Net income and revenue increase despite economic shifts
Visa closed its fiscal year 2025 with strong financial performance, reporting a GAAP net income of $20.1 billion, a 2% increase from the previous year. The company’s earnings per share rose 5% to $10.20, driven by continued momentum in digital payments and cross-border activity.
Net revenue for the year ending 30 September 2025 reached $40 billion, marking an 11% increase year-over-year. The growth was fueled by an 8% rise in payments volume and a 13% surge in cross-border volume, excluding intra-European transactions.
Transaction volume and service growth drive momentum
Visa processed 257.5 billion transactions during the fiscal year, up 10% from FY2024. This increase supported the company’s service revenue, which grew by 9% to $17.5 billion. Data processing revenue rose 13% to $20 billion, while international transaction revenue climbed 12% to $14.2 billion.
Other revenue streams, including value-added services, contributed $4.1 billion — a 27% increase. However, client incentives also rose, reaching $15.8 billion, a 14% uptick that partially offset gross revenue gains.
Capital returns and stock repurchase activity
Visa continued its aggressive capital return strategy, repurchasing approximately 54 million shares of Class A common stock. The average price per share was $335.44, totaling $18.2 billion in buybacks. The company has $24.9 billion remaining under its current repurchase authorization as of September 2025.
This strategy aligns with Visa’s long-term shareholder value approach, combining earnings growth with capital distribution to reinforce investor confidence.

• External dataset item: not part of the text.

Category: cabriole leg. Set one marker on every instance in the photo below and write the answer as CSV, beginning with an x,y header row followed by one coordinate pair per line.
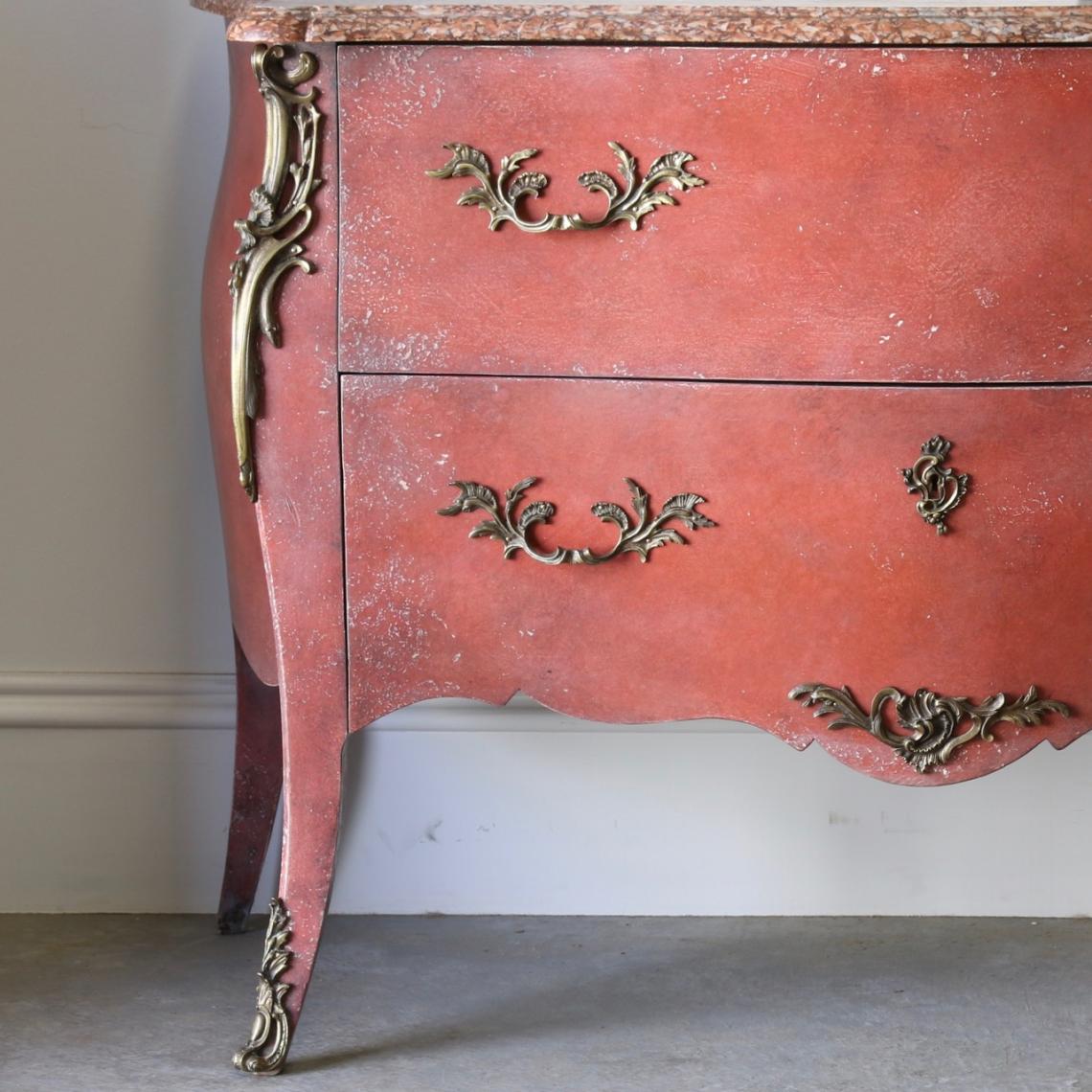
x,y
311,808
256,793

Product innovation and future-ready infrastructure
Beyond its financial performance, Visa emphasized its ongoing investments in innovation. The company highlighted its work on Visa as a Service, a digital stack designed to scale across the payments ecosystem. This includes AI-driven commerce, real-time payment solutions, tokenization, and stablecoin integrations.
Recently, Visa announced a stablecoin prefunding pilot through its real-time platform, Visa Direct. Additionally, the company launched the Trusted Agent Protocol to facilitate secure interactions between merchants and AI agents, demonstrating its push into AI-augmented financial infrastructure.
“As these technologies converge to reshape commerce, our focus on product development positions Visa to lead this transformation,” the company stated.